American Legion Post 118 in Amherst recently joined a smattering of veterans' organizations and VFWs in announcing they won't be showing NFL games as a boycott against players who have engaged in various forms of protest during the national anthem to bring attention to social and criminal injustice against minorities. Polls show favorability toward the NFL among Republicans and veterans has slid in the wake of the protests, and more so after President Trump began tweetsharting about the issue.

So boycotts of the boycotts have become news with easy headlines, made for ready-click Facebook sharing, like "Local VFW Stops Showing Browns Games." Which, while technically accurate, shelves nuance and discussion to the backroom (read: comment sections). It's easy, then, to imagine a squadron of vets all sitting in front of blank TVs (or maybe they're watching bowling or Fox News, who knows) muttering in unison about the disrespect being shown by black NFL players who silently protest while reiterating at every available opportunity that they mean no such disrespect to those who've served and died for our country. There is no such unanimous opinion, inside the American Legion or out, and the Chronicle-Telegram has some illustrative details in a story on the American Legion Post 118's decision not to show games.

More than a thousand stop by the post, to begin with, and the vote to boycott the NFL was only attended by 30 or so people, not all of whom were in favor of the idea. Still, it passed and Post 118 Commander John Kocak told the paper that, among other things, he's worried for how it makes them look. His thoughts, logical and well thought out from many sides of the debate, are below:

“The reason I want to show the NFL games is I served my country proudly for six years in the Navy, and I fought for the right for them to protest,” Kocak said. “I fought for the freedom of speech, and it’s their right to protest. Now, I don’t condone what they do, but they still have that right to protest during the national anthem.”

“It’s not everybody at that post that feels that way,” he said. “It’s a few select people that brought it to the meeting.
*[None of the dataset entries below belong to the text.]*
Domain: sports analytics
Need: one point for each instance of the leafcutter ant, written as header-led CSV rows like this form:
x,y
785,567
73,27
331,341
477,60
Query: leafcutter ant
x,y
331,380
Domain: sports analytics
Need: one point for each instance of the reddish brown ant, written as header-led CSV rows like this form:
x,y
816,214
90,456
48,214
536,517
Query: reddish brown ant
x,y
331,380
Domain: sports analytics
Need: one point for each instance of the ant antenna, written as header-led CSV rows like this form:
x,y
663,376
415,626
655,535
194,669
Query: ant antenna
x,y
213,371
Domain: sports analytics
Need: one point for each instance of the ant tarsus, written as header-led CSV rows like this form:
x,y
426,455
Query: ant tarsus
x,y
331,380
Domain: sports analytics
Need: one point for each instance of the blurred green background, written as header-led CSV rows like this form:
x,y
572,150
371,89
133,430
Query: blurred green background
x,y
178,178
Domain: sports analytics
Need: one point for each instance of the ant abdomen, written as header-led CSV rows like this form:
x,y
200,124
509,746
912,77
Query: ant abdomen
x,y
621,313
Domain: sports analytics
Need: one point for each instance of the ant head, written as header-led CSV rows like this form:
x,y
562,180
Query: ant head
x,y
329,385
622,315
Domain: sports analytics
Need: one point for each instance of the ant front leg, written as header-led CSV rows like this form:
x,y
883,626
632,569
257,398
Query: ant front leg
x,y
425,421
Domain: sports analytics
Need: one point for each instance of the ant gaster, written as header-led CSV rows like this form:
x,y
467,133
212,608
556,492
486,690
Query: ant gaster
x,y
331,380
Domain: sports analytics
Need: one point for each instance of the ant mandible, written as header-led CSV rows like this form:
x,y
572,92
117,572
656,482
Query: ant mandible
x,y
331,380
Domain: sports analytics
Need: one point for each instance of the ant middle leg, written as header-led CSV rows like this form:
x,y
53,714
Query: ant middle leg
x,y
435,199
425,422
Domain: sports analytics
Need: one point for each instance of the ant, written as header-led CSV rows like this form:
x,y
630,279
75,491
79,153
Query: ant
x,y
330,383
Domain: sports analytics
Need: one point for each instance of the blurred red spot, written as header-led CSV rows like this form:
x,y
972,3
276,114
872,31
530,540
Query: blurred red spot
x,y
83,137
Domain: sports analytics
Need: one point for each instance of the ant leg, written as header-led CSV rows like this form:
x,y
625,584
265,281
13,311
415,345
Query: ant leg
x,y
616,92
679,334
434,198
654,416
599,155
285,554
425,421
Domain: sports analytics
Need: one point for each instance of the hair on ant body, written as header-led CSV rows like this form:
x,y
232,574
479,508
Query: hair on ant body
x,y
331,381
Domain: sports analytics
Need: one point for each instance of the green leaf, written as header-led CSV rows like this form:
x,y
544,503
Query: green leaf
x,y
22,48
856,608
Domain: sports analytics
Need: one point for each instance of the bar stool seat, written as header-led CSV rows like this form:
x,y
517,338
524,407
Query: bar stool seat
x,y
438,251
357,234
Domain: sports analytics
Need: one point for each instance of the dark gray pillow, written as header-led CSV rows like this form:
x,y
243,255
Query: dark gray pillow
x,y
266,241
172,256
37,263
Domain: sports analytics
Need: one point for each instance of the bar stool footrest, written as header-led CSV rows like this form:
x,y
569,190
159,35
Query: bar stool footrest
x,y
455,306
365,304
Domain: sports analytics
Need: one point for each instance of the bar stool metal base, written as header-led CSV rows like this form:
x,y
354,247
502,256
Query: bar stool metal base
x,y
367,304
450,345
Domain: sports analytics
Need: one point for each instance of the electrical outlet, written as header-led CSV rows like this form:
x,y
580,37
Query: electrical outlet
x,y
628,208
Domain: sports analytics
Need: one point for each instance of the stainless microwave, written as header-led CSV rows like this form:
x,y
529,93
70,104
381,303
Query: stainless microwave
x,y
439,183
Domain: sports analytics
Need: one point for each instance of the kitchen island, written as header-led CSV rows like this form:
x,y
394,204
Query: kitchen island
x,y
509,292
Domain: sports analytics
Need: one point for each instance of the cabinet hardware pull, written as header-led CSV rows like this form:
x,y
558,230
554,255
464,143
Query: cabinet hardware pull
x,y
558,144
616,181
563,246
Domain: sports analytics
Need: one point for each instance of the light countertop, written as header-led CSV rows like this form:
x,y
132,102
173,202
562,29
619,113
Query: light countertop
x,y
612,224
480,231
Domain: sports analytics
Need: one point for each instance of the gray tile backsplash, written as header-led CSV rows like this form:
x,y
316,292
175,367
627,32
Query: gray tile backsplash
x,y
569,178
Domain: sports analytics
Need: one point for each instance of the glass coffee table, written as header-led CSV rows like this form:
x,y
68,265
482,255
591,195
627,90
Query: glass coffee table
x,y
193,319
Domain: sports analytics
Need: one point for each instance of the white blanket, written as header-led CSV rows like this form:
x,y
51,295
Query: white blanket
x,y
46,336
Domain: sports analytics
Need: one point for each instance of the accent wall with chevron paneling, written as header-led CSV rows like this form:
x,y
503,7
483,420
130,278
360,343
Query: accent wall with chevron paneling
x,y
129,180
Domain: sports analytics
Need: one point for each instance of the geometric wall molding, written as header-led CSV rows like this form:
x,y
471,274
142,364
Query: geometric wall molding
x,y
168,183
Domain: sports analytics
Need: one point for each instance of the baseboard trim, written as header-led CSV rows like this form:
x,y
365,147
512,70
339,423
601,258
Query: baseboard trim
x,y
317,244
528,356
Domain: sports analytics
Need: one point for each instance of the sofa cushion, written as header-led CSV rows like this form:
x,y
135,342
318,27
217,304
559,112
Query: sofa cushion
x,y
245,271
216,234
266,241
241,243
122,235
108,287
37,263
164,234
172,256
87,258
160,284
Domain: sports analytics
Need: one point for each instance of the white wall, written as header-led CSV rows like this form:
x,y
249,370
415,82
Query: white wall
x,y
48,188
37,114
There were 30 people in that meeting that voted, and not all of them voted to boycott.”

“It kind of makes our post look like we're a bunch of racists,” he said. “It’s not that at all, and it’s not the feeling of the whole club. We have 1,200 people that attend our post. There were only 30 people at the meeting, and 20 of them voted for the boycott.”

“I don’t like them using it with the flag or the national anthem as the forum,” Kocak said. “I wish they’d get with the NFL and put your money where your mouth is and bring awareness in another way. Get with the cops and start up projects within the inner city.

“But I don’t live in the inner city, and I don’t know what they’ve gone through.”